Author Bio: Edna is an American who first moved abroad at 18 and left the US for good after graduating in 2010. A serial expat, she travels around the world while working in media and journalism. After spending nearly three years in China and Singapore, she is currently based in Paris. You can follow her travels at Expat Edna, and on Twitter and Facebook.
Macau is a culturally and historically rich city that is too often known for just its casinos. However, there are plenty of other reasons to visit this peninsula and its islands. After 400 years under Portuguese rule, the city is now an eclectic, colorful combination of both East and West. The following photos center on the bright golden hues I found in Macau.
Macau only became a part of China in the late 20th century, so Portugal’s influence can obviously still be seen in Macau.

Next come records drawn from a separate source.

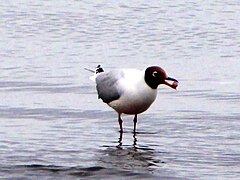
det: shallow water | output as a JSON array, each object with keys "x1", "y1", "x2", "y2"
[{"x1": 0, "y1": 0, "x2": 240, "y2": 179}]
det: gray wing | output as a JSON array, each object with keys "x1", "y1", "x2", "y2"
[{"x1": 96, "y1": 70, "x2": 123, "y2": 103}]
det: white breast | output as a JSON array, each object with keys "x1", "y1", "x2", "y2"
[{"x1": 108, "y1": 69, "x2": 157, "y2": 114}]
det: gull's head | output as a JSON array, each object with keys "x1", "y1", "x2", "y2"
[{"x1": 145, "y1": 66, "x2": 178, "y2": 89}]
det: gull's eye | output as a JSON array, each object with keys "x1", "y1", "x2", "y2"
[{"x1": 152, "y1": 71, "x2": 158, "y2": 77}]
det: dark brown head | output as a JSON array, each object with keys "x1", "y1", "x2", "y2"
[{"x1": 145, "y1": 66, "x2": 178, "y2": 89}]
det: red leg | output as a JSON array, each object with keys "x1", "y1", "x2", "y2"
[
  {"x1": 118, "y1": 114, "x2": 123, "y2": 133},
  {"x1": 133, "y1": 114, "x2": 137, "y2": 133}
]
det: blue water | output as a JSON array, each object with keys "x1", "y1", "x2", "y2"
[{"x1": 0, "y1": 0, "x2": 240, "y2": 179}]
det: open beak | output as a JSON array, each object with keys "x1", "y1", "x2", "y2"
[{"x1": 164, "y1": 77, "x2": 178, "y2": 89}]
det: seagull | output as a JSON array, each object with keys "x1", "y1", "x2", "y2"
[{"x1": 85, "y1": 65, "x2": 178, "y2": 133}]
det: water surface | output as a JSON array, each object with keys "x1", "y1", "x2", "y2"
[{"x1": 0, "y1": 0, "x2": 240, "y2": 179}]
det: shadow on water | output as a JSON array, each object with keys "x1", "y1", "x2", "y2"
[
  {"x1": 95, "y1": 133, "x2": 164, "y2": 177},
  {"x1": 1, "y1": 133, "x2": 164, "y2": 179}
]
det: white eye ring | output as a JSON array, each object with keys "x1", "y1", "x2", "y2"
[{"x1": 152, "y1": 71, "x2": 158, "y2": 77}]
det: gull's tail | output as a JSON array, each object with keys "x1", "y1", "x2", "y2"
[{"x1": 84, "y1": 65, "x2": 104, "y2": 81}]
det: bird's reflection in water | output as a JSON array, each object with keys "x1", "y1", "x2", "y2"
[{"x1": 98, "y1": 133, "x2": 161, "y2": 173}]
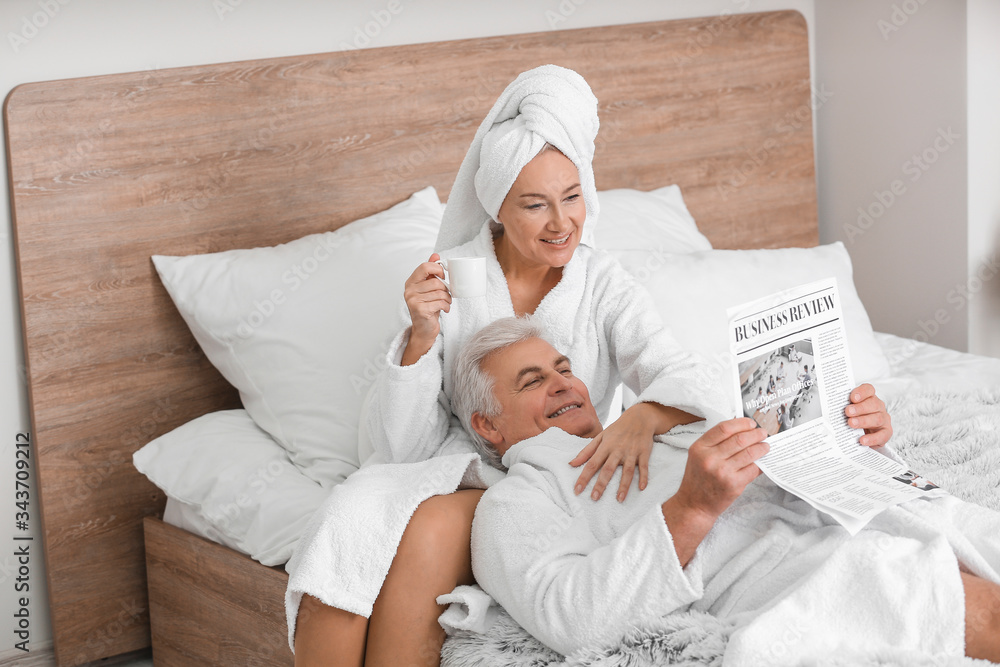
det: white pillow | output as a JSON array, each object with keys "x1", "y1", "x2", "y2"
[
  {"x1": 614, "y1": 242, "x2": 889, "y2": 412},
  {"x1": 132, "y1": 410, "x2": 329, "y2": 565},
  {"x1": 153, "y1": 187, "x2": 442, "y2": 487},
  {"x1": 595, "y1": 185, "x2": 712, "y2": 254}
]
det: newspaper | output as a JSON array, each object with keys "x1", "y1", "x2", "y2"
[{"x1": 727, "y1": 278, "x2": 944, "y2": 535}]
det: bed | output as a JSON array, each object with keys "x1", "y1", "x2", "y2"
[{"x1": 4, "y1": 11, "x2": 1000, "y2": 666}]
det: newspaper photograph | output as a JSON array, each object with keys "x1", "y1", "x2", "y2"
[{"x1": 727, "y1": 278, "x2": 944, "y2": 534}]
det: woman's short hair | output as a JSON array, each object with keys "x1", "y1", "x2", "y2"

In fact, Portuguese remains an official language, so signs and street names are written in both Chinese and Portuguese.
In addition to language, Portugal’s colonization of Macau also influenced the architecture and religion. There are numerous Catholic churches in the city, and you can find streets where everything is built in the European style.
You’ll also find streets that seem like they belong in Hong Kong more than Europe, and others — like the one above — where the two styles seem to collide and blend. I stumbled upon this intersection and loved it immediately — to me, the seamless blend of European and Asian architecture here represent Macau perfectly.
Portuguese food remains a staple of the Macanese diet, and its greatest contribution may possibly be the Portuguese egg tart. Forget what you think you know about egg tarts from your dim sum brunches — the ones in Macau are truly divine.
If you really want to take a peek into Macau’s gambling side, pop into the Venetian Hotel and Resort. With intricately painted ceilings, gilded statues, and an indoor canal where gondolas are manned by actual Venetian gondoliers brought over from Italy, you’ll definitely get a taste of the high life here.